My parents in New Hartford used to put out a hummingbird feeder, and so did
their next door neighbors. All summer my parents would have one hummingbird
come, usually a female. Their next door neighbors would have a male all
summer. They were probably mated, but since the male hummers are not
involved in rearing the young, we noted that each one had its own territory.

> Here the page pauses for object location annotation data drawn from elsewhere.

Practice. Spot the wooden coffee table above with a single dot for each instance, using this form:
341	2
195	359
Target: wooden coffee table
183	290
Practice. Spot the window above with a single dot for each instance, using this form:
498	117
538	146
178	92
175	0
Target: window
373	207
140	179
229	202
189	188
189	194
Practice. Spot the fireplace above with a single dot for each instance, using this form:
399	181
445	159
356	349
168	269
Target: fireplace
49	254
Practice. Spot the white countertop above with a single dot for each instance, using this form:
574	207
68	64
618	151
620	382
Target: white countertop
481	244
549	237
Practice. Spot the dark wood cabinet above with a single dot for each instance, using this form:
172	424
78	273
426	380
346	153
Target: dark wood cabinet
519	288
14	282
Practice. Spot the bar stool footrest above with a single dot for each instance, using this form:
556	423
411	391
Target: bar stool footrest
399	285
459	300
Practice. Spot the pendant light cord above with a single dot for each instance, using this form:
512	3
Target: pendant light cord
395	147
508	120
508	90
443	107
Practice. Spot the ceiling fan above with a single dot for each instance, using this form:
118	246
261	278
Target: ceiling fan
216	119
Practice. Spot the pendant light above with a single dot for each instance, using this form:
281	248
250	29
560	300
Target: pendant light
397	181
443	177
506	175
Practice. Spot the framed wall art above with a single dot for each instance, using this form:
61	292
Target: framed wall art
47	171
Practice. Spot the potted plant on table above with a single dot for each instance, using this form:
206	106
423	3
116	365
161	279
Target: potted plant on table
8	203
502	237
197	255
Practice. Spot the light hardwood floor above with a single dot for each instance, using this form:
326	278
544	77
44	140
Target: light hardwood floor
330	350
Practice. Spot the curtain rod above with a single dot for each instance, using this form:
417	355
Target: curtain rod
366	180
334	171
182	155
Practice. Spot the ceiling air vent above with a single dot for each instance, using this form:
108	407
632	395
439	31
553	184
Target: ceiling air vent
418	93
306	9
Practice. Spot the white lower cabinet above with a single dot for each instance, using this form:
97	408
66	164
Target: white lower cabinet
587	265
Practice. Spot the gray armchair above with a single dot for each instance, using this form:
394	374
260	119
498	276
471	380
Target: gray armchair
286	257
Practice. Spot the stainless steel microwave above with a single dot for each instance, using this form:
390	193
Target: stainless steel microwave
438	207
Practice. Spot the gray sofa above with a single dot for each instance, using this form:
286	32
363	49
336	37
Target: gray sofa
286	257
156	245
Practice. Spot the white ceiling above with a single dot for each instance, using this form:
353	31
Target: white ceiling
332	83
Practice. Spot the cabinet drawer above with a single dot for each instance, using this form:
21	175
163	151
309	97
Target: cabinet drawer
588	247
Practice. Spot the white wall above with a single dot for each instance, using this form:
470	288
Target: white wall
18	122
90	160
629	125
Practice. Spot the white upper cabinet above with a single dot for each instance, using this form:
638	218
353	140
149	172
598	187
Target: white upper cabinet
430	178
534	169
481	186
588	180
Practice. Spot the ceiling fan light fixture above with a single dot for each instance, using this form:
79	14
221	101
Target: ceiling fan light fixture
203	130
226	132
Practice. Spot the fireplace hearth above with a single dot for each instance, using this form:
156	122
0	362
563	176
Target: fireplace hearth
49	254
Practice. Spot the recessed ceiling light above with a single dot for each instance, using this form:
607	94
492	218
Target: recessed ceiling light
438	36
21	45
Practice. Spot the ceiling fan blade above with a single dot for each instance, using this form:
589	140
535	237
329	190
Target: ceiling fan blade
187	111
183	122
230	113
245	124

Hummingbirds will chase just about anything that flies out of its immediate
territory even hawks and crows.
Having said that, I have noted in my backyard a shaky truce. The alpha
female who has successfully chased away another female and a male all summer
seems to have had a change. Two weeks ago she was at the feeder when the
male came by. She started at him, but he "clicked," and she calmed down and
perched on the clothesline next to the feeder. He then proceeded to do a
mating "dance" in front of her with the clicks and parabola that you see
illustrated in the bird books. Since then I have seen them at least
tolerating one another on two occasions, and on one occasion the male chased
the female away.Still, it seems like they still have a pretty wide comfort
zone as long as they are on territory.